2 No hearing is necessary to resolve these motions. See Local Rule 105.6. For the reasons that follow, I shall deny the Motion to Strike (ECF 39), and I shall grant in part and deny in part the City Motion (ECF 38) and the DNR Motion (ECF 40). I. Factual Background3 The Littles own a beachfront townhouse in Ocean City, Maryland. ECF 37, ¶ 9. The

property, located on Atlantic Avenue, is part of the Surf Village residential development complex. Id. Plaintiffs’ unit lies at the end of a row of condominiums, with one side abutting 32nd Street. Id. ¶¶ 31-32; see ECF 37-2. A side lot, roughly ten feet wide, referred to by the parties as “Parcel A,” separates plaintiffs’ property from the 32nd Street sidewalk. ECF 37, ¶ 21; ECF 37-2. Surf Village was built in or about 1966. ECF 37, ¶ 20. Upon completion, the developer, Charles Lynch, retained ownership over small, unbuildable plots of land scattered throughout Surf Village, including Parcel A. Id. On September 15, 1975, Lynch gifted Parcel A to the City. Id. ¶ 24. Plaintiffs aver that Lynch transferred Parcel A “without giving proper notice of the conveyance to the adjacent property owner . . . .” Id.
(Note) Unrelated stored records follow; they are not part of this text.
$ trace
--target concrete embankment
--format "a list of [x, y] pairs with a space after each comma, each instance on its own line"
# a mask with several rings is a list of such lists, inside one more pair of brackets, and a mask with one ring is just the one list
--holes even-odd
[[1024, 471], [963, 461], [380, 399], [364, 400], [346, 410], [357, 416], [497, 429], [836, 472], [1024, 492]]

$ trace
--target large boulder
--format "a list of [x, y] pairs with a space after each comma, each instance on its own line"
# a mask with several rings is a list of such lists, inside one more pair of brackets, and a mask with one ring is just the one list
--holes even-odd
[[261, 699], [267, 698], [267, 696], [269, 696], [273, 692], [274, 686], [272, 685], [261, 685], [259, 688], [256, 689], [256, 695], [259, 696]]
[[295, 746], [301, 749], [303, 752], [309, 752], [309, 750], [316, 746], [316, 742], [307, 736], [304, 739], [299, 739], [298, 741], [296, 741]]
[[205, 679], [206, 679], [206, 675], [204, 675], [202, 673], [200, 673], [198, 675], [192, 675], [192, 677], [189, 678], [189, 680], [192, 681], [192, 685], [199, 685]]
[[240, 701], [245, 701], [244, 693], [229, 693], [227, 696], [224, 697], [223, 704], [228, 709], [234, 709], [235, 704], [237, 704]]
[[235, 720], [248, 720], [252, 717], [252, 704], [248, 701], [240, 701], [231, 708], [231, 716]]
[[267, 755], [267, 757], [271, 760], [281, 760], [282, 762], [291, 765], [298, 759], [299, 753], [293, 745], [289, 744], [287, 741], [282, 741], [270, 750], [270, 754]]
In 1985, a fire totally destroyed Surf Village. Id. ¶ 28. Although the condominiums were originally three stories, they were rebuilt as four-floor units. Id. According to plaintiffs, this violated the City’s Comprehensive Zoning Ordinance (“Ordinance”), which mandates that four- story buildings must be set back at least ten feet from City property. Id. ¶¶ 22, 29-30. Despite the violation, the City did not block the construction of new units. Id. ¶ 29. The Littles purchased their townhouse on May 18, 1994. Id. ¶ 18. In May 2005, the City extended 32nd Street towards the ocean. Id. ¶ 31.